Ukraine’s president tells the BBC “they are not ready to do it… But they begin to communicate.”
Ukraine’s President Volodymyr Zelensky says Russian officials have begun to “prepare their society” for the possible use of nuclear weapons, but added he does not believe Russia is ready to use them.
In an interview with the BBC, President Zelensky denied having urged strikes on Russia, claiming that an earlier remark had been mistranslated.
“You must use preventive kicks,” he said, referring to sanctions, “not attacks”.
In recent weeks, the Ukrainian army has recaptured large swathes of territory in a successful counter-offensive that has forced Russian troops to abandon long-held positions. In what Kyiv describes as Moscow’s response to its defeats, President Vladimir Putin has incorporated four partially occupied regions of Ukraine.
The annexations, widely dismissed as illegal, have raised fears of a possible escalation in the seven-month war.

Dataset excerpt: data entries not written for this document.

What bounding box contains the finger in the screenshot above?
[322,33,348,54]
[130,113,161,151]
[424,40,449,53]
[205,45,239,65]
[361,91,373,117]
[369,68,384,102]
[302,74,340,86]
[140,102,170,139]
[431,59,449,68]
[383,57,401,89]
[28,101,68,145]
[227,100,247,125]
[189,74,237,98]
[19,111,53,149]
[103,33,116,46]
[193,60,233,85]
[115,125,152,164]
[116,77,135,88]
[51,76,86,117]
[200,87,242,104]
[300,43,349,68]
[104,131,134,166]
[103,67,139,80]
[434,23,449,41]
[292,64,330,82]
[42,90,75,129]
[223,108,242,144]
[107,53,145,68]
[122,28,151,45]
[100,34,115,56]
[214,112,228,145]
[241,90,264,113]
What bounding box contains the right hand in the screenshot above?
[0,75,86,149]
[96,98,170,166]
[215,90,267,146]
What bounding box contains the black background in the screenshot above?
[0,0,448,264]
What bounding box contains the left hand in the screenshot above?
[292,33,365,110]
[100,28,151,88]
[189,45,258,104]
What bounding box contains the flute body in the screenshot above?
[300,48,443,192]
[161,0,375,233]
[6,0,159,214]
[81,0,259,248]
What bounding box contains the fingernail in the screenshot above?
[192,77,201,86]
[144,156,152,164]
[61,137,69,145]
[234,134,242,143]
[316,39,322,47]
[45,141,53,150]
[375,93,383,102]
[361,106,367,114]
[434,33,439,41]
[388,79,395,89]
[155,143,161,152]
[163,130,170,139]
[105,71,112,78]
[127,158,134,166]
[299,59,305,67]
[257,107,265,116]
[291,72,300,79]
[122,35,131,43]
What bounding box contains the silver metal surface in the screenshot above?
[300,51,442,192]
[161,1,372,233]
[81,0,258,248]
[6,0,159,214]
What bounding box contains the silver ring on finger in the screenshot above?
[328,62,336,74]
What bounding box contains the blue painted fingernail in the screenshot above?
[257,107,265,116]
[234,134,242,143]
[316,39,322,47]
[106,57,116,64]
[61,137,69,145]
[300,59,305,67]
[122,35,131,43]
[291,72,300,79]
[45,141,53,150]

President Putin and other senior Russian officials have suggested that nuclear weapons – possibly smaller, tactical weapons – could be used to defend those areas, although Western officials say there has been no evidence Moscow is prepared to do so.
Speaking in English at the presidential palace in Kyiv, President Zelensky said: “They begin to prepare their society. That’s very dangerous.
“They are not ready to do it, to use it. But they begin to communicate. They don’t know whether they’ll use or not use it. I think it’s dangerous to even speak about it.”
He denied having called for strikes on Russia during an online event on Thursday, saying the word he had used in Ukrainian had been misunderstood.
The initial comment was denounced by Kremlin spokesman Dmitry Peskov as “an appeal to start yet another world war”, while Russian Foreign Minister Sergei Lavrov said it demonstrated why Russia was right to launch its operation in Ukraine.
“After that translation,” President Zelensky said, “they [the Russians] did their way, how it’s useful for them, and began to retranslate it in other directions.”
The interview happened hours after US President Joe Biden said that the Russian threat to use nuclear weapons had brought the world closer to “Armageddon” than at any time since the Cuban Missile Crisis during the Cold War.
President Zelensky said action was needed now, as Russia’s threats were a “risk for the whole planet”. Moscow, he claimed, had “made a step already” by occupying the Zaporizhzhia nuclear power plant, Europe’s largest nuclear station which President Putin is trying to turn into Russian property.
“The world can stop urgently the actions of Russian occupiers,” President Zelensky said. “The world can implement the sanction package in such cases and do everything to make them leave the nuclear power plant.”
Empowered by sophisticated Western-supplied weapons, the Ukrainian army has made significant advances in the east and the south, reclaiming towns and villages even in areas the Kremlin claims are now part of Russia. The setbacks, a major embarrassment for President Putin, have sparked unusual criticism of the country’s military.
Amid the losses, President Putin announced the mobilisation of hundreds of thousands of reservists, which led to rare anti-war protests in Russia and to a huge exodus of military-age men.
President Zelensky urged Russians to “fight for your body, rights and soul”, saying: “These mobilised kids now, they come without machine guns, armoured jackets, they are just cannon fodder…. If they don’t want to be kebab… they need to fight [for their lives].
“All Putin is afraid of is not a nuclear strike. He’s afraid of his society, of his people.
“Because only this people can replace him, strip him of his power and give it to another person.”